If "snap," "crackle" and "pop" aren't coming from your cereal, they may be from your temporomandibular joint (TMJ). TMJ complications affect over 10 million people, according to the National Institute of Craniofacial Research (NICR), and it's a greater issue for women than men. Although the symptoms may be alarming, you can determine whether your clicking jaw is just a temporary annoyance or a sign of a more advanced temporomandibular joint disorder (TMD).
The temporomandibular joint can move side to side, as well as backwards and forwards, making it one of the most complex joints in your body. Connecting your lower jaw to the temporal bones at the side of the face, as explained in the Merck Manual, the joint allows you the range of motion needed to speak, yawn, and chew food. Facial muscles attached to this joint control these movements, while a soft cartilage disc within the joint socket absorbs massive amounts of pressure so no single motion does any damage.
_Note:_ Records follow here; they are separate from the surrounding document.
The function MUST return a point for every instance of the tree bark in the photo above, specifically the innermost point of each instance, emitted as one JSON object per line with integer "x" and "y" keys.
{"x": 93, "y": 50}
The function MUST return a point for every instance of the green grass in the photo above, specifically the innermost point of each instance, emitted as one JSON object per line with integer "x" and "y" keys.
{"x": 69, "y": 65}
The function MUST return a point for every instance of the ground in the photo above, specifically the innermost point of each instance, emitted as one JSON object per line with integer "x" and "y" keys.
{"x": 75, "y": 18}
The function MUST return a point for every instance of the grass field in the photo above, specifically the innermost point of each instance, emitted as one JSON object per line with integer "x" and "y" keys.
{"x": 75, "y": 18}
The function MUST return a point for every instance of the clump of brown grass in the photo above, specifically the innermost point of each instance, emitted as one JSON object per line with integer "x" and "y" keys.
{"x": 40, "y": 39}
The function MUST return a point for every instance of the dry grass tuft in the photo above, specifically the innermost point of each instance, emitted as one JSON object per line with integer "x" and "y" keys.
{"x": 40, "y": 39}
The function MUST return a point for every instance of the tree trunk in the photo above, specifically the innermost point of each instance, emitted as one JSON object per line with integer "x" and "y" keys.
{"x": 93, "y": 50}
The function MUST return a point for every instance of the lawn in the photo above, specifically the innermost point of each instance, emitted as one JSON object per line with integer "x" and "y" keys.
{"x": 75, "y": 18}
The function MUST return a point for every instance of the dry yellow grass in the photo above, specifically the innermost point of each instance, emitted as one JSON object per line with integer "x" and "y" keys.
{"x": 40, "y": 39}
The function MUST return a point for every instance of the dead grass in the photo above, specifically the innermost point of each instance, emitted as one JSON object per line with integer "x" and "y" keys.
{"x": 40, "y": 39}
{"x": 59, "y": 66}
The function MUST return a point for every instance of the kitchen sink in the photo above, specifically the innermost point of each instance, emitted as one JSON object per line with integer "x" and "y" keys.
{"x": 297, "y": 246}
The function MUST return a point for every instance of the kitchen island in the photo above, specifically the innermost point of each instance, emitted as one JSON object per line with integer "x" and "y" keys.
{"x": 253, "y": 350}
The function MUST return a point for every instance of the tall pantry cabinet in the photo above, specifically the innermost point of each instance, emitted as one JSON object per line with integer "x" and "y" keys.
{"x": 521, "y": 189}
Trauma, dislocation or a displaced disc can all contribute to an audible jaw disorder, but the exact cause of TMD is often unknown. Nonetheless, clenching and grinding can cause pain and tightness in the facial muscles – especially if the teeth are not in alignment – whereas various types of arthritis can affect the joint itself. Researchers believe women may be more susceptible to TMD, in part because the collagen holding the disc in the socket is anatomically different in women. In addition, female hormones might affect the joint.
The most common symptom of TMD is pain in the joint itself or in the chewing muscles attached to it. Other signs include locking of the jaw or restricted movement, changes in the way your teeth come together, and recurring headaches. A painful grinding or popping in your joint can be a warning, of course, but a clicking sound in your jaw – or limited movement without pain – isn't always an indication of a TMJ problem, nor does it require treatment.
Most people experience mild symptoms that resolve spontaneously. For others, the pain can be persistent and debilitating. If you experience TMD symptoms, consult your dentist as soon as possible.
Your dentist will consider the following signs when taking a detailed dental and medical history. He or she will ask for specifics regarding your symptoms, and perform a careful examination that includes observing the movement of your jaw and feeling for tightness or tenderness in the facial muscles. A panoramic X-ray can also help reveal or rule out a serious joint issue. If more extensive details are required, however, magnetic resonance imaging (MRI) or a cat scan (CT) may be necessary. Your dentist is ultimately looking to exclude other causes of discomfort before making a diagnosis.
The NICR strongly recommends conservative, non-surgical treatments for TMD. Custom bite plates or splints, fabricated to stabilize your bite, are one of the most common remedies. Since most cases of TMD are temporary in nature, taking the following steps to relieve discomfort may be all that's necessary:
● Eat soft foods.
● Alternate between applying ice and moist heat to your joint.
● Avoid excessive jaw movements – wide yawning, chewing gum or taking large bites of tall sandwiches.
● Practise stress-reducing techniques.
● Follow gentle stretching exercises, as suggested by your dentist or physical therapist.
● Consult your dentist or doctor for pain-relieving medication.
Practise good oral hygiene and visit your dentist regularly for cleaning. Keep in mind that not all jaw pain comes from overextension; you can also keep your TM joint healthy by avoiding excessive jaw movements and refraining from biting down on hard objects. If you clench or grind your teeth at night, wearing a mouthguard while you sleep can also help prevent symptoms of TMD.
And remember, if you experience a clicking jaw without pain, it's probably not TMD. However, it's still a good idea to mention your noisy jaw at your next dental check-up.